Purpose: We investigate patient outcome, risk of hemorrhage, and factors affecting obliteration after LINAC-based radiosurgery (RS) for cerebral arteriovenous malformations (AVM) treated after partial embolization.
Methods and materials: This analysis is based on 50 patients treated after prior embolization. According to the Spetzler-Martin criteria the AVM classification was as follows: 9 patients, Grade I (18%); 19, Grade II (38%); 18, Grade III (36%); and 4, Grade IV (8%). Median RS-based AVM score was 1.41. Median single dose was 18 Gy/ 80% isodose (range, 15-22 Gy) and median AVM volume was 4.0 cc (range, 0.2-22.6 cc). In all, 34 patients (68%) experienced hemorrhage before RS. Median follow-up was 3.1 year (range, 8.5 months to 15 years).

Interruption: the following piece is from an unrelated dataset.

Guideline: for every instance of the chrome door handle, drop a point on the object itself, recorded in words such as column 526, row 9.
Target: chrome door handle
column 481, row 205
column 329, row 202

Results: Actuarial complete obliteration rate was 67% after 3 years and 78% after 4 years. The complete obliteration rate was significantly higher in AVM <3 cm (92% vs. 60%, p < 0.01) and in AVM Spetzler-Martin Grade I/II (90% vs. 59%, p < 0,01). Intracranial hemorrhage after RS was seen in 6 patients (12%) after 8.5 months median. Annual bleeding risk was 7.9% after 1 year and 2.2% after 2 years. It was found that AVM diameter > or =3 cm (p < 0.006), AVM volume > or =4 cc (p < 0.01), AVM score > or =1.5 (p < 0.03), and single dose <18 Gy (p < 0.03) were associated with a significant higher bleeding risk.
Conclusions: The rate of obliteration after RS in AVM treated after prior partial embolization depends on size as well as Spetzler-Martin grade. The risk of intracranial hemorrhage is not increased after RS and depends on AVM score, size, and volume, as well as on applied single dose.